PUBLIC READING: Public/Scholarship: A Reading of Translations in, of, and from Southeast Asia

November 18, 2020, hosted by the University of Wisconsin-Madison CSEAS.

Since September, approximately thirty graduate students working inside and outside the university around the world met virtually every other week in a GETSEA mini-course to read and think critically and politically about translation and movement in language in and in critical opposition to Southeast Asian Studies. In this reading, members of the workshop shared their translations across Thai, Burmese, Indonesian, Tagalog, Balinese, Vietnamese, and Hokkien.

Uprising in Thailand

October 28, 2020, hosted by the University of Wisconsin-Madison CSEAS.

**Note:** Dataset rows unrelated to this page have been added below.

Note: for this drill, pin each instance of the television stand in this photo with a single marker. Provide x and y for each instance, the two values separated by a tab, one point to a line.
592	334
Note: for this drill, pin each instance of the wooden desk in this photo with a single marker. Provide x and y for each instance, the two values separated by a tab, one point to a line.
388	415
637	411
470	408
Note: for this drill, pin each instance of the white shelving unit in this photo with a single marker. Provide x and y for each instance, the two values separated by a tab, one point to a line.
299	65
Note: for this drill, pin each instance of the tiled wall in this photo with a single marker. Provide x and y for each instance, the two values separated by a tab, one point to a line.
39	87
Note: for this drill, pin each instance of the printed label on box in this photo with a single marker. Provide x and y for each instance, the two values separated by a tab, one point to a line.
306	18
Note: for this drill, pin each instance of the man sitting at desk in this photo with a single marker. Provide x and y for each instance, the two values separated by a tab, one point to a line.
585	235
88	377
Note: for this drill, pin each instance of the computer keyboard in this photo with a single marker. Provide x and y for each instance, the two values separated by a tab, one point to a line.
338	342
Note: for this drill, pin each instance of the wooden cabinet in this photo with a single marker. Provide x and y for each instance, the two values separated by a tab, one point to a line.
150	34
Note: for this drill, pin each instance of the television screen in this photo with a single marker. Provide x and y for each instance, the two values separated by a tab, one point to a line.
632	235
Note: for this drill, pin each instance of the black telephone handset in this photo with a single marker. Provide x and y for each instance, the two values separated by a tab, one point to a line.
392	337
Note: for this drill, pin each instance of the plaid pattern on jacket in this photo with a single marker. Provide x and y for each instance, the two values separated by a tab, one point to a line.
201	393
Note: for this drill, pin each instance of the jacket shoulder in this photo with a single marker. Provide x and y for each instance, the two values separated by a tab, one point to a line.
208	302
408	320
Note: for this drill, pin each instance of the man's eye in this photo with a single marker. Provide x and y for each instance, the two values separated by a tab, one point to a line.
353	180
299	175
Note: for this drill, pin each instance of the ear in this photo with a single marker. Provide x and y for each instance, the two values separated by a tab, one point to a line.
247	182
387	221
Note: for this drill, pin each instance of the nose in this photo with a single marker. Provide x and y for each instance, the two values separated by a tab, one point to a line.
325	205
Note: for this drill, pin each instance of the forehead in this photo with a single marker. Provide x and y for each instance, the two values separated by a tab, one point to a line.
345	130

A roundtable of experts from across the GETSEA consortium which discussed the current unrest in Thailand.

A Thousand Cuts: On Media, Policing, and Authoritarian Brutality

October 1, 2020, hosted by the Cornell Southeast Asia Program.

Part of a GETSEA Consortium series on press freedom in the Philippines, this post-screening panel focused on policing, state violence, and how the media and ideological landscapes enable populism and authoritarianism across the Philippines, U.S., and India. The discussion also served as the staging ground for transnational forms of creativity, solidarity, and resistance.

Press Freedom and the Pandemic in Duterte’s Philippines: Views from the Ground Up

September 18, 2020, hosted by the University of Michigan CSEAS.

Part of a GETSEA Consortium series on press freedom in the Philippines, this virtual roundtable discussion sought to make sense of the many overlaps from the ground up between the state of press freedom in the Philippines and the ongoing efforts of the Duterte administration to control the pandemic.